How can I optimize screen-scraper's performance?
Here are some tips:
- Provide more bandwidth to screen-scraper. Bandwidth is by far the biggest limiting factor that will determine how fast screen-scraper runs.
- Allocate more memory to screen-scraper. This can be done under the "Settings" dialog box (click the wrench icon) via the "Maximum memory allocation" setting.
- Run long scrapes either from the command line or in server mode. The workbench is really just designed for creating scraping sessions and such; if you try to run long scrapes from it you could encounter memory problems.

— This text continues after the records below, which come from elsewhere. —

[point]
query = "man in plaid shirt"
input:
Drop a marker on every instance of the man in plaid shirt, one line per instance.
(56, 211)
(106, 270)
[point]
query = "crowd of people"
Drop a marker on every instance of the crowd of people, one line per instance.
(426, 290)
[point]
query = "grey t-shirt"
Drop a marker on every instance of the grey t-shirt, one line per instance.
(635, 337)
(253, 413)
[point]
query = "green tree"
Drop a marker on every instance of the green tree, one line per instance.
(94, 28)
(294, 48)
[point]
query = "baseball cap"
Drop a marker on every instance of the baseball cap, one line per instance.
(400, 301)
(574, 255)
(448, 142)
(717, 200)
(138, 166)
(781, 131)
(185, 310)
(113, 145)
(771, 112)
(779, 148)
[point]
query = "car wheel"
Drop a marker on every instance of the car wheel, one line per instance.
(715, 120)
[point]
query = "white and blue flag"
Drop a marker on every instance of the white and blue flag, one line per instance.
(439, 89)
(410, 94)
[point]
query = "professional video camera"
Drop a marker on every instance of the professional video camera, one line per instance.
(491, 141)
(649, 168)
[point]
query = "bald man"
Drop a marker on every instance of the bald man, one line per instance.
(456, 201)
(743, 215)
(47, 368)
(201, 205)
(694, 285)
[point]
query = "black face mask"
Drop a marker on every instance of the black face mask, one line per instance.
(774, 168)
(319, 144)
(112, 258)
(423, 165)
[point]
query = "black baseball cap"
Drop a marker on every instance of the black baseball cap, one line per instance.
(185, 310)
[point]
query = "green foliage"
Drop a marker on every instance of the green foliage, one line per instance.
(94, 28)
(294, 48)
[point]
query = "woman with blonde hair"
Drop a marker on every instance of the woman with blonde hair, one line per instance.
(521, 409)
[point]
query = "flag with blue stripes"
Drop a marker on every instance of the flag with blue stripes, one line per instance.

- Only save values in session variables when you have to. This is especially true for data sets extracted by extractor patterns. Each time you save a value in a session variable screen-scraper keeps it in memory for the life of the scraping session unless you explicitly null it out. For an extractor pattern, under the "Advanced" tab, when you click the "Automatically save the data set generated by this extractor pattern in a session variable" checkbox you're telling screen-scraper to retain that entire data set in memory. This is fine for relatively small data sets, but should be avoided for large ones. The performance hit for doing this can be mitigated by also checking the "Cache the data set" checkbox (also found under the "Advanced" tab), but when the value for the variable is requested screen-scraper will still need to read it into memory temporarily.
- Write data out as it gets extracted. This is a corollary to the previous point. Rather than saving data sets in memory you should instead write scripts that will either write the data out to a file or insert it into a database as it gets extracted. A common way of doing this is to write compiled Java code that takes a DataRecord containing extracted data, and handles inserting it into a database. See "I'd like to insert the data screen-scraper extracts into a database. How do I do that?" for more on this.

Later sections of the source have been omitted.